Let’s not forget about how the vaccine will get distributed. Pfizer understands the need to consider the logistics of distributing the vaccine and intends to use “strategic transportation partners” to ship the vaccine to dosing centers. As other vaccines become approved for use in the U.S., such as that by Moderna, they will need to be distributed strategically and at scale, and again, those carriers with experience in moving critical supplies will receive priority.

E-commerce isn’t enough

While the pandemic accelerated e-commerce — Amazon’s sales were $96 billion for Q3 2020, representing a 37% year-over-year increase — it is a fallacy to assume that all participants in the freight and logistics industry benefited.

In fact, with an expected boom in-home deliveries, Amazon flooded the market with thousands more drivers in the form of either DSPs (Delivery Service Partners) or Amazon Flex drivers.
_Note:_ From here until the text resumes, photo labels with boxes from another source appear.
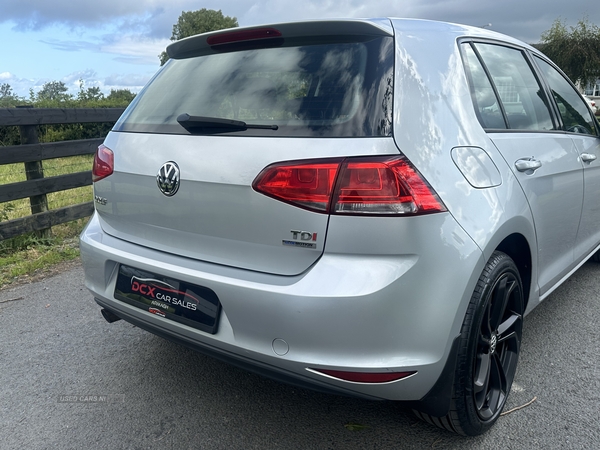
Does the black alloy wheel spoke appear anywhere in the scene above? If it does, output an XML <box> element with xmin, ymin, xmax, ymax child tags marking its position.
<box><xmin>498</xmin><ymin>314</ymin><xmax>522</xmax><ymax>343</ymax></box>
<box><xmin>474</xmin><ymin>353</ymin><xmax>492</xmax><ymax>410</ymax></box>
<box><xmin>489</xmin><ymin>275</ymin><xmax>508</xmax><ymax>331</ymax></box>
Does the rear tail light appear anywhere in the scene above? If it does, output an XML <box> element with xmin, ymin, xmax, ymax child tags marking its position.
<box><xmin>252</xmin><ymin>156</ymin><xmax>446</xmax><ymax>215</ymax></box>
<box><xmin>92</xmin><ymin>145</ymin><xmax>115</xmax><ymax>183</ymax></box>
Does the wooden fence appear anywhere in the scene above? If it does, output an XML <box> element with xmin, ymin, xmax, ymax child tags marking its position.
<box><xmin>0</xmin><ymin>108</ymin><xmax>124</xmax><ymax>240</ymax></box>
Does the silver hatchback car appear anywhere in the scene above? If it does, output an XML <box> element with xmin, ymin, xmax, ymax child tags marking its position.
<box><xmin>81</xmin><ymin>19</ymin><xmax>600</xmax><ymax>435</ymax></box>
While Amazon Flex Drivers tend to be individuals simply looking to make extra money delivering packages, DSPs have given real competition to experienced trucking companies.

Specialization can hurt

As some sectors shut down during the pandemic, those trucking companies that served them might not recover for quite some time.

For example, trucking companies that delivered fixtures and equipment for live, in-person events, such as for sports and concerts, might need to wait years for such contracts to return.
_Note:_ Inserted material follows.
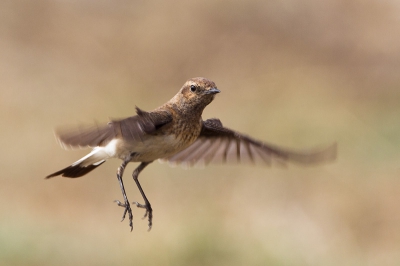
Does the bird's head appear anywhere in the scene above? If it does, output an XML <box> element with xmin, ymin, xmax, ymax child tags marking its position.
<box><xmin>172</xmin><ymin>77</ymin><xmax>220</xmax><ymax>114</ymax></box>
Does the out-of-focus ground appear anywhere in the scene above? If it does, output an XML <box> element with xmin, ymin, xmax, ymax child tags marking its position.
<box><xmin>0</xmin><ymin>0</ymin><xmax>400</xmax><ymax>265</ymax></box>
If such trucking companies can pivot easily to another sector, they will hopefully be able to survive the pandemic and replace the revenues they’ve lost.

A heavier reliance on apps

Shipper-driver matching apps, such as Uber Freight, Convoy, and Loadshop, have been around for several years.

However, with the need to pick up extra routes or loads — and with the shipper’s office employees working from home—the reliance on sourcing work via these introduction apps has proved crucial for survival for trucking companies of all sizes.

Further consolidation in the industry

While trucking companies serving healthcare or essential retailers might consider 2020 as their best year yet, others may have had the opposite experience. Some trucking companies might have been able to pivot and find new customers not affected by the pandemic; others not so much.

Whether it’s via the apps or more communication between entities, another change in this new normal will be deeper relationships among shippers, carriers and third-party logistics providers to enable all parties to work more efficiently within — and better react to — future disruptions.

When you finally do receive the vaccine, whenever that might be in the future, just know that a trucker helped make that happen.